Half a year after our return to Poland, Stella and I left for England, by boat, through Sweden. The British government had offered immigrant visas to a number of Jewish children and teenagers who had relatives in England prepared to support them, and our uncle Joseph arranged this for us. (Mother could not come, and the three of us were reunited a few years later in Israel.) We could have stayed in Poland, and by the time we left I was already a student at the Lublin University, but, in addition to the cold reception at the Cracow station, two more things happened that year to make us grateful to Uncle Joseph in London for his efforts. The first was the Jewish pogrom in Kielce. A year after the war, under the iron rule of the Communists, at the risk of their lives - several were later condemned to death and hanged -a crowd in that town one day rounded up and killed a number of Jews, some of them taken off a train which stopped at the Kielce station. My mother happened to be on that train, and it was only her non-Jewish appearance and good Polish which saved her life. A few weeks later I was at a party at a fellow-student's house in Lublin, sitting in a circle and drinking vodka, when one of the students said something which was being often said in Poland after the war: "Well, there was at least one good turn Hitler did us; he rid us of the Jews." It was not aimed at me because, in spite of my dark curly hair, nobody there, in the first days of our studies, knew that I was Jewish; my straight nose and blue eyes offset that, and they also knew that my father was a Legion officer, untypical for a Jew, arrested by the Russians in 1939. What shocked me was not the saying itself, but the fact that this student's whole family - father, mother, and sister - had been shot by the Gestapo for belonging to the underground, and he was still grateful to them for shooting Jews as well. I remember sitting there watching him with a curious feeling: neither dismay, hate, nor fear, but some cold detached scientific curiosity, rather like seeing some incredible animal in a zoo and having problems believing that it really existed.
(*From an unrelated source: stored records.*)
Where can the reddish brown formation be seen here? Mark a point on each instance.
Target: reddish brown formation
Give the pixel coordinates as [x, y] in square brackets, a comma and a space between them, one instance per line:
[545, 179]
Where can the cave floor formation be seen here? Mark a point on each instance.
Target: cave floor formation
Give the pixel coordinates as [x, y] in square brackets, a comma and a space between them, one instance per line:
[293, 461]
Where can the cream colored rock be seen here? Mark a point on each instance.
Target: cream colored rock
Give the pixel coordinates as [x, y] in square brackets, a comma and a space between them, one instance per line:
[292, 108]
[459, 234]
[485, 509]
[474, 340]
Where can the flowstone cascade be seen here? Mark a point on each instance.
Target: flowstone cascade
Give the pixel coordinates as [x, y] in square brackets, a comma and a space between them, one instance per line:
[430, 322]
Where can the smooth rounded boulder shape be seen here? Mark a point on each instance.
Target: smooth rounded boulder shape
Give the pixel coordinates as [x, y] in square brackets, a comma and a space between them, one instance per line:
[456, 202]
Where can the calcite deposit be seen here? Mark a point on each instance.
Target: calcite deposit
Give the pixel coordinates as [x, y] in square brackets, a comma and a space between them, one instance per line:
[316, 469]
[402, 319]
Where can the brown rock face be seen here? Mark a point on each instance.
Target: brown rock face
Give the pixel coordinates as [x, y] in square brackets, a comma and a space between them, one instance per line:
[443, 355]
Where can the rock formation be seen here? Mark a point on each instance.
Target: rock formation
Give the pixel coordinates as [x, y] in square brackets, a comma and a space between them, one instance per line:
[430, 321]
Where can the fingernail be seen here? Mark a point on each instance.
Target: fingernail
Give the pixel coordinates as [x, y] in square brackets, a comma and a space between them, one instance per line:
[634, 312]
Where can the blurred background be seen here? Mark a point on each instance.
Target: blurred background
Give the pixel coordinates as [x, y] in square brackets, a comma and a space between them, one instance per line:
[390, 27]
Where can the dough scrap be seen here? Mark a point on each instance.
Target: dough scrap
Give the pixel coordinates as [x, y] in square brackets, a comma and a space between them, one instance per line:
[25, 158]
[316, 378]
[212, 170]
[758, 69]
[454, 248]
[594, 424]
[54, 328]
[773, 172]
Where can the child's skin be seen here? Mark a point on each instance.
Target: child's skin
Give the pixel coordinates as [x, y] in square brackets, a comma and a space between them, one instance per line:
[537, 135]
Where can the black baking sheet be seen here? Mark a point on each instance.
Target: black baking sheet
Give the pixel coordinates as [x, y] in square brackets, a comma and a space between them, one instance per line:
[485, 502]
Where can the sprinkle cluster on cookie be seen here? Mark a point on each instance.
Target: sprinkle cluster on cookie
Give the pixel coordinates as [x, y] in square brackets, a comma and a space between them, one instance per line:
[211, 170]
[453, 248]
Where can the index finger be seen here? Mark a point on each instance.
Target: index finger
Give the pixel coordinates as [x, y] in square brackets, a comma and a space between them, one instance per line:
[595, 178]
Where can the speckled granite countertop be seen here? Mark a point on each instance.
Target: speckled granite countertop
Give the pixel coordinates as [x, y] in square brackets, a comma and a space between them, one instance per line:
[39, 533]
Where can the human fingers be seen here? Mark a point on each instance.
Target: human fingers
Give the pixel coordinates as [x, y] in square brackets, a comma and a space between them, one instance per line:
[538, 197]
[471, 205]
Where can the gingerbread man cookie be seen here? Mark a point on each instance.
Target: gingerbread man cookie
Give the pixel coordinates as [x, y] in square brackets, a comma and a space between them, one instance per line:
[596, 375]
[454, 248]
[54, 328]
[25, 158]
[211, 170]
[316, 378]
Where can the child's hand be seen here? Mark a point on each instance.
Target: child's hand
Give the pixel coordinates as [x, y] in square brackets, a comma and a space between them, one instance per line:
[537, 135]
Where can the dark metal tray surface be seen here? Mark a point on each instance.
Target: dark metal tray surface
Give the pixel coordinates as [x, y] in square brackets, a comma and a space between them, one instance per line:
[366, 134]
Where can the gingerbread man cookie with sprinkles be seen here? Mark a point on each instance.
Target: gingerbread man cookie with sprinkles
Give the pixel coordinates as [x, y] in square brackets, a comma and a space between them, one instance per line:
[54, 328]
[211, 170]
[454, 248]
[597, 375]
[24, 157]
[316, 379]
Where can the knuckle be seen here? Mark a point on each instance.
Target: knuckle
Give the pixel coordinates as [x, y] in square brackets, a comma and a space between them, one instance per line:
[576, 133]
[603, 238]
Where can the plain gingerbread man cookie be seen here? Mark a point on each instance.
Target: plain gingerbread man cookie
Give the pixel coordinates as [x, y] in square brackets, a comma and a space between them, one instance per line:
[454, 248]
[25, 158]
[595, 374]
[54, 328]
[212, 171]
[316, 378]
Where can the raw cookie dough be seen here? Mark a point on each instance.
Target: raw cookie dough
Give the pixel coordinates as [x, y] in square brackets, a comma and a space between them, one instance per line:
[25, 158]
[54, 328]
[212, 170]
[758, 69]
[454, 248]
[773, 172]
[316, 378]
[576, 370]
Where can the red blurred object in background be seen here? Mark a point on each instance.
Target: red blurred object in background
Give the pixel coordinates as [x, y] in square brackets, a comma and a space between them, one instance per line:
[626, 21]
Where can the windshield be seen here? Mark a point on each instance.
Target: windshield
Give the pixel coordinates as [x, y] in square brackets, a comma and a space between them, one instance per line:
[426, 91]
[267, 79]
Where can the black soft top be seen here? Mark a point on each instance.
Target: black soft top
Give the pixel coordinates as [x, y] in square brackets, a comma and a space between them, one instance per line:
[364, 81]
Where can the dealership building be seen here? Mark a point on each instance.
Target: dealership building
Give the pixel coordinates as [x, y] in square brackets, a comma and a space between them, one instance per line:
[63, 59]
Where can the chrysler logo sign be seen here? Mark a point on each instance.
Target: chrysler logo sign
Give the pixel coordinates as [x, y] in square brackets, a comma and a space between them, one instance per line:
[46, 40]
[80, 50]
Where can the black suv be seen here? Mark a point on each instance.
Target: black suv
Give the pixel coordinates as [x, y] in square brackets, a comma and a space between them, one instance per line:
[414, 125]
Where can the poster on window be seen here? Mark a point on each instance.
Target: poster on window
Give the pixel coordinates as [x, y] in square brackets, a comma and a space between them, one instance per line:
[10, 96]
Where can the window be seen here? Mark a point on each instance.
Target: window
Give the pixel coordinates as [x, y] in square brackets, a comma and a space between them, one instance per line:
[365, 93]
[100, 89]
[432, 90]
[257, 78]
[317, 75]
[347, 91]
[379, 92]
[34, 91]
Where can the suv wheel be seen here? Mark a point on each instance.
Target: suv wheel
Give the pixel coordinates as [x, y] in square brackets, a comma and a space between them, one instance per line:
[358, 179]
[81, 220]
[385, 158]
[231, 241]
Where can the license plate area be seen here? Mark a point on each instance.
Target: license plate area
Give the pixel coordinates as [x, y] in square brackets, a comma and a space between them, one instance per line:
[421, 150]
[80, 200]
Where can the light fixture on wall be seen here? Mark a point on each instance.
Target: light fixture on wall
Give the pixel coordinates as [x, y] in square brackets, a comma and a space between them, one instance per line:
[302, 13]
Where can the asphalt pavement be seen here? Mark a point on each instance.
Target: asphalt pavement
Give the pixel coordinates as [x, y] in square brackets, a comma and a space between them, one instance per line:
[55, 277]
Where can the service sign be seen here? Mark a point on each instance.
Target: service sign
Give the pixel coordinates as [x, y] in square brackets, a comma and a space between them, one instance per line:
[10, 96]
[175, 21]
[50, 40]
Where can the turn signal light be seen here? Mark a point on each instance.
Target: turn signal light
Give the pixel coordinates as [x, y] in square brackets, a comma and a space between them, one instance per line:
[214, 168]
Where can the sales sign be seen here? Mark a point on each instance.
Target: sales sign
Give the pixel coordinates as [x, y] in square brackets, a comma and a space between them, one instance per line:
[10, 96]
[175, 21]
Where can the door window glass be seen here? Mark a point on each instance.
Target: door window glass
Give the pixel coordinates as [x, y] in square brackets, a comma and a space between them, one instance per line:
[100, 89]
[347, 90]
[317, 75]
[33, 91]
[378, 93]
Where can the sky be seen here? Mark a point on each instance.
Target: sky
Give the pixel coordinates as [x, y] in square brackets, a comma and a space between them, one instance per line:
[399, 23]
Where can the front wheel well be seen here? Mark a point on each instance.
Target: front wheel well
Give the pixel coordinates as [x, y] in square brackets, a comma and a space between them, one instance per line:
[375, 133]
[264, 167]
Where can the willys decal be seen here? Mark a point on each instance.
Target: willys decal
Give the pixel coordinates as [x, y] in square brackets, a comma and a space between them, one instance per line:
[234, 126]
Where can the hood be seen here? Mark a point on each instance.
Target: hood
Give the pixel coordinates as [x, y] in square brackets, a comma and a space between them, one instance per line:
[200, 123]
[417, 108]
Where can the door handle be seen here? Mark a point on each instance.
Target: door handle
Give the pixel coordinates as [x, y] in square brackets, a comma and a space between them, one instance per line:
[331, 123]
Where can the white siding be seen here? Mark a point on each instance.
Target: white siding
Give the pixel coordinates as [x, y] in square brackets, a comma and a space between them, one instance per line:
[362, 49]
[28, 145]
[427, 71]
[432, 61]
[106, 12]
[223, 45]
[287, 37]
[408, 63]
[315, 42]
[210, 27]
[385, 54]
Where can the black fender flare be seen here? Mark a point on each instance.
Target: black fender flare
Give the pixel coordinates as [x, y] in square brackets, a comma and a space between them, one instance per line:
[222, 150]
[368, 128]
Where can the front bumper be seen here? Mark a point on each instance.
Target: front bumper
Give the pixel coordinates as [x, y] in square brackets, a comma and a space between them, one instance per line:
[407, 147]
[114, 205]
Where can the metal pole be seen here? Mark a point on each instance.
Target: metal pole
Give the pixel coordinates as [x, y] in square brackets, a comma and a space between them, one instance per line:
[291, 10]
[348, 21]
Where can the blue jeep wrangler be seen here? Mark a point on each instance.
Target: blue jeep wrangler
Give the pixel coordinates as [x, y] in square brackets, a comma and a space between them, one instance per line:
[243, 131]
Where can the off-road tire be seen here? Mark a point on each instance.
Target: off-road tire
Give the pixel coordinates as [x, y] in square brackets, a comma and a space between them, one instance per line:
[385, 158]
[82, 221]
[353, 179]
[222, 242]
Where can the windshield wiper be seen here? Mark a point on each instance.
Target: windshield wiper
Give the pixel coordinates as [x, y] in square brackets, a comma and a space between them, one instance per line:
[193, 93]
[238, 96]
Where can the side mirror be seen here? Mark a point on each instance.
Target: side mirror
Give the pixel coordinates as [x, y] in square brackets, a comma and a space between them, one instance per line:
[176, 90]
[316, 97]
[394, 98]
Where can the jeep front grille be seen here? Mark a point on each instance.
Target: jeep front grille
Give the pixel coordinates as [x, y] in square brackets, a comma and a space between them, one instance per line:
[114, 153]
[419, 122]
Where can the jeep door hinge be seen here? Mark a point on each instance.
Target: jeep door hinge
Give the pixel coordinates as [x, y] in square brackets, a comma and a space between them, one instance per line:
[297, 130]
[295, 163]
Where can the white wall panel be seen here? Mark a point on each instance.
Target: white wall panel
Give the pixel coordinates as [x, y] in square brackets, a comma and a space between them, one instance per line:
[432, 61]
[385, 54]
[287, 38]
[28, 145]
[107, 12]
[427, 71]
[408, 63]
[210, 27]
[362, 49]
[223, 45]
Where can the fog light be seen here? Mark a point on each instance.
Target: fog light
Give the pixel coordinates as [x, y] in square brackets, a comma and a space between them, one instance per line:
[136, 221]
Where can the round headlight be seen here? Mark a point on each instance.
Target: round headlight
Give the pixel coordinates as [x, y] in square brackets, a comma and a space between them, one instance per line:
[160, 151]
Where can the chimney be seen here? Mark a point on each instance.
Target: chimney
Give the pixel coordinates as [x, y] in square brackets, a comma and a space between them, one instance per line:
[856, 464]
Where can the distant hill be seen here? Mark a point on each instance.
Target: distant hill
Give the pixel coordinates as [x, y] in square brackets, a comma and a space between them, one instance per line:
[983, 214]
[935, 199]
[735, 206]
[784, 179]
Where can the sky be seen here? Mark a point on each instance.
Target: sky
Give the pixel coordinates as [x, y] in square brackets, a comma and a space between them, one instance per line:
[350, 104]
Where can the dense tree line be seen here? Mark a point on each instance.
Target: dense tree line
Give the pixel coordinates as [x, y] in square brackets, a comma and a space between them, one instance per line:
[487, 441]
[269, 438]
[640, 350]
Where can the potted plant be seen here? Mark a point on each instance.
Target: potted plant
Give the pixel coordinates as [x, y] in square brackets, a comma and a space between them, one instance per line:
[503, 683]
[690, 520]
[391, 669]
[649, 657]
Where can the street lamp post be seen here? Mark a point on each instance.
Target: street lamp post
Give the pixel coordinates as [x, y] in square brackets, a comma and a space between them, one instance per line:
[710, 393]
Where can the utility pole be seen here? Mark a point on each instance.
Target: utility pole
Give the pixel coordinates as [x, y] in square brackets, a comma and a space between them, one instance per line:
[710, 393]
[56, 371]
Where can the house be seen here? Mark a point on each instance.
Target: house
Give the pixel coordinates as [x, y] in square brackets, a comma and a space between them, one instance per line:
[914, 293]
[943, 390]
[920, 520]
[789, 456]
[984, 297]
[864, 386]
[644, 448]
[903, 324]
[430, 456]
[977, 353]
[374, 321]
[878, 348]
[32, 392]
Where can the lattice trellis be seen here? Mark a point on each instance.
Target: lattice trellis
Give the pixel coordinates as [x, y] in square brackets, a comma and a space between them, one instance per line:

I think it was at that moment that I finally decided that this was no country for a Jew to settle in and raise a family.

There is a strong temptation to end this book with some dramatic flourish, like "I watched the shore receding, and when it finally faded in the grey Baltic haze I turned my back on Siberia and Poland and went forward along the rolling deck, breathing the free wind from the west", or something about a wandering Jew once again on his way, and I do remember that Byron's "Farewell, farewell, my native shore", in Russian translation, passed briefly through my mind; but on the whole I was rather cool and composed, and I think that had the phrase "this is the first day of the rest of your life" been current by then, then that is what I would have quoted to myself, leaning on the railings and watching the sea.